Go learn about peak oil and the fractional reserve banking system [Bruno posted after the theft] …. I believe in Oyster as a product, but I don’t believe there will be a future to host it. I will program it since the program is a promise from me, but don’t complain that Oyster isn’t running when a banana costs $5,000.

These antics turned an ordinary exit scam into the most WTF moment in crypto. Instead of running with the money, Bruno accused his colleagues of insider trading, and announced that he would continue the project alone.

Outcome: Bruno went nuts and fired his staff, continuing the project on his own. The rest of the team forked the protocol under a new name and awarded themselves 21% of the  supply. Bananas.

 

No. 2: The Verge Saga

Verge (XVG) has been a running joke for so long that it’s hard to remember when it wasn’t a punchline. It’s hard to believe that, less than a year ago it ranked seventeenth by market cap, with a total valuation over $2.6 billion.

Verge (which in French slang means penis) was a privacy coin which used multiple hashing algorithms for ASIC resistance.
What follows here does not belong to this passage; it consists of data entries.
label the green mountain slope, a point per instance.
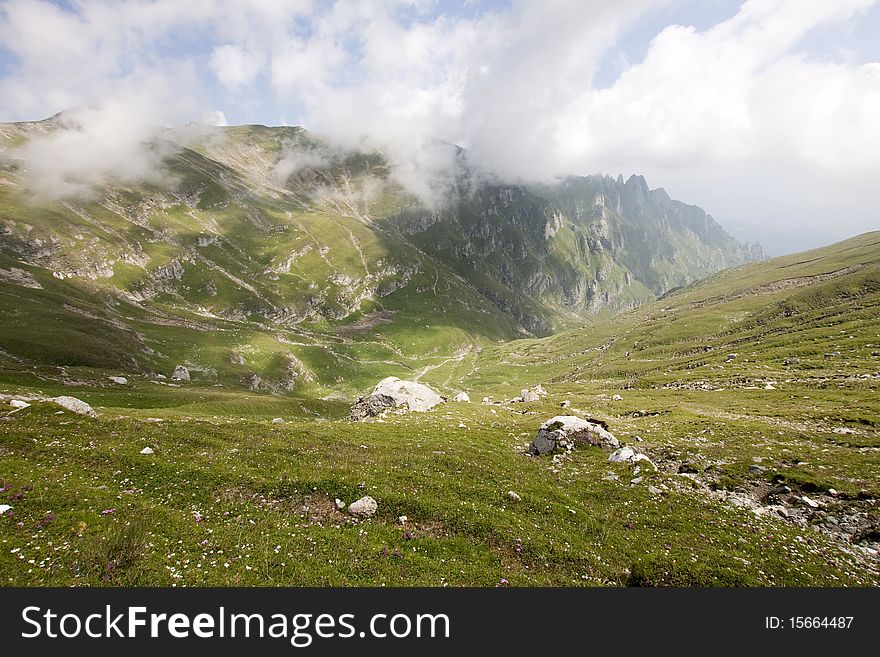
(820, 307)
(764, 468)
(269, 252)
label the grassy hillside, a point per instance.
(744, 444)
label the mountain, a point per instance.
(268, 257)
(752, 394)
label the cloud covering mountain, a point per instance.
(764, 111)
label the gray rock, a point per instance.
(629, 455)
(528, 396)
(810, 502)
(392, 392)
(75, 405)
(544, 443)
(364, 507)
(568, 432)
(180, 373)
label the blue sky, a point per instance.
(763, 112)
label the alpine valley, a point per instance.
(194, 368)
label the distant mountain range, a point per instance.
(274, 232)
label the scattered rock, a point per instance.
(392, 392)
(365, 507)
(527, 396)
(810, 502)
(180, 373)
(629, 455)
(568, 432)
(75, 405)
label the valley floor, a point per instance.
(229, 498)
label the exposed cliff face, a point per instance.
(272, 225)
(547, 254)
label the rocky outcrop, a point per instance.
(181, 373)
(75, 405)
(364, 507)
(567, 432)
(392, 392)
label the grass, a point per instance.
(229, 498)
(229, 501)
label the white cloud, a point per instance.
(737, 117)
(214, 118)
(235, 66)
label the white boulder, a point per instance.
(75, 405)
(568, 432)
(528, 396)
(364, 507)
(392, 392)
(629, 455)
(180, 373)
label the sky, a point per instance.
(765, 112)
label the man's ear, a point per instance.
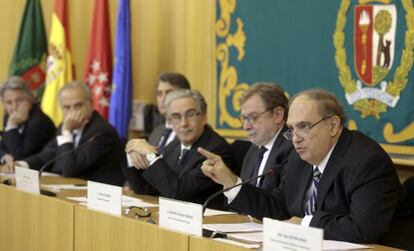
(335, 125)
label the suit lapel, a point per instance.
(248, 172)
(193, 156)
(334, 165)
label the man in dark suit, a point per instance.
(339, 180)
(176, 173)
(86, 146)
(162, 134)
(263, 115)
(26, 128)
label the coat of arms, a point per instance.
(378, 82)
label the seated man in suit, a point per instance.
(263, 115)
(86, 146)
(163, 134)
(338, 180)
(177, 173)
(26, 128)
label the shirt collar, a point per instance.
(269, 144)
(323, 163)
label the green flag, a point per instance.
(31, 48)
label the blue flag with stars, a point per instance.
(121, 99)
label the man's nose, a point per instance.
(247, 125)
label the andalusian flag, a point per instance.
(59, 63)
(31, 48)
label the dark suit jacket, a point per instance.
(155, 136)
(152, 118)
(186, 182)
(358, 192)
(98, 156)
(278, 156)
(37, 131)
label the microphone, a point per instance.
(47, 164)
(272, 171)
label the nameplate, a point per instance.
(279, 235)
(27, 180)
(180, 215)
(104, 197)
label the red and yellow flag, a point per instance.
(59, 62)
(98, 67)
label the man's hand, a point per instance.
(140, 146)
(215, 168)
(20, 115)
(138, 161)
(8, 159)
(76, 119)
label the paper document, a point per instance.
(239, 244)
(58, 187)
(51, 174)
(341, 245)
(234, 228)
(127, 201)
(213, 212)
(250, 236)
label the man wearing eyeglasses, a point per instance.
(339, 180)
(263, 116)
(177, 173)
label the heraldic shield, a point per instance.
(374, 40)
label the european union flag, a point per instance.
(120, 105)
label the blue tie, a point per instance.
(181, 158)
(311, 204)
(257, 163)
(163, 139)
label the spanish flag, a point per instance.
(59, 62)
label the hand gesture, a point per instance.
(20, 115)
(215, 168)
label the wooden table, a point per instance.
(37, 222)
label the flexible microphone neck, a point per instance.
(213, 196)
(47, 164)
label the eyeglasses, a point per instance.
(252, 118)
(136, 212)
(176, 118)
(303, 130)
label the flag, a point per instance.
(30, 53)
(59, 62)
(120, 107)
(98, 68)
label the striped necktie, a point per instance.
(182, 156)
(165, 134)
(257, 164)
(311, 204)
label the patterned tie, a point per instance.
(74, 135)
(182, 156)
(311, 204)
(257, 163)
(163, 140)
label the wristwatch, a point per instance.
(151, 157)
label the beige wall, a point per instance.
(167, 35)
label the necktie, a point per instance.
(74, 135)
(163, 140)
(257, 163)
(181, 158)
(311, 204)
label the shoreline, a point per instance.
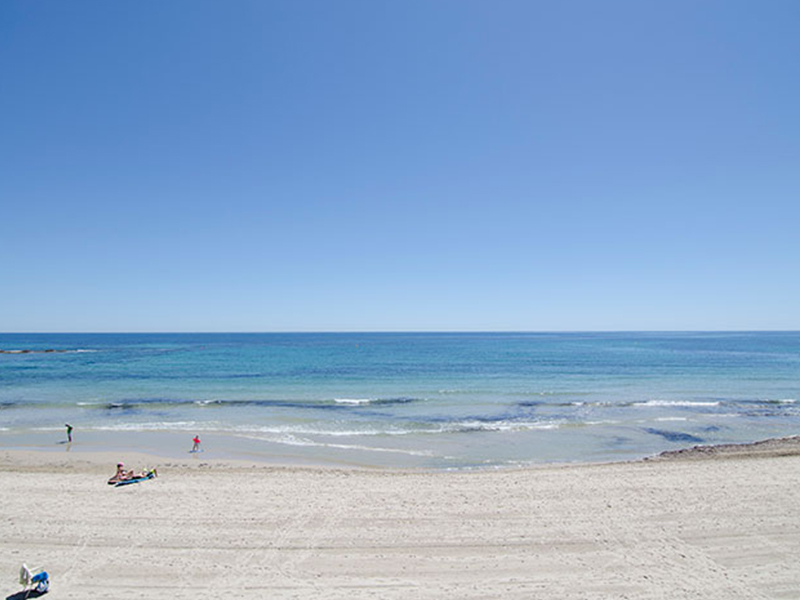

The coin got an unexpected plug from McAfee, and an even bigger boost when developers announced a mysterious partnership with “a global organization”— a partnership which, incidentally, could only be secured by users’ contributions.

In the end, the privacy-protecting, ASIC-resistant algorithm provided to be neither, when an unknown party hacked the blockchain using rented hash power. Since the hacker was mining empty blocks, you couldn’t even sell your coins. Then the lead developer panicked and pushed an update, which caused an unexpected hard fork.

By the time the partnership was finally announced, Pornhub had apparently seen enough; the “exclusive” partnership only lasted about a month.

Outcome: some much needed lessons about the wisdom of trusting a one-man development team. Pornhub got a lot of free press, as well as several million dollars.

 

No. 1. Craig Wright’s BS Vision

We love a good drama, but last month crypto went crazier than a telenovela. It had everything: months of built-up tension and nail-biting suspense, surrounding a life-and-death struggle for control of one of the biggest cryptocurrencies.

To recap-itulate: Craig Wright, who once pretended to have invented Bitcoin, developed a new protocol with which he attempted to hijack the Bitcoin Cash Network. The resulting hash war was like something out of Lord of the Rings: after overwhelming attacks from nChain and CoinGeek, the day was rescued by a last-minute arrival of Bitmain eagles.

The aftermath was like all five stages of grief at once. After refusing to admit defeat, the BSV side tried bargaining, suing, and crashing the market, before turning their currency into what Vitalik described as a “dumpster fire.”

Outcome: Besides causing crypto prices to tank, Craig Wright has also closed off his Twitter profile, depriving the world of a much-needed fountain of comedy gold.

 

Honorable Mention:

John McAfee may still have to eat… ah, never mind.

The author has investments in Bitcoin and Bitcoin Cash, which are mentioned in this article.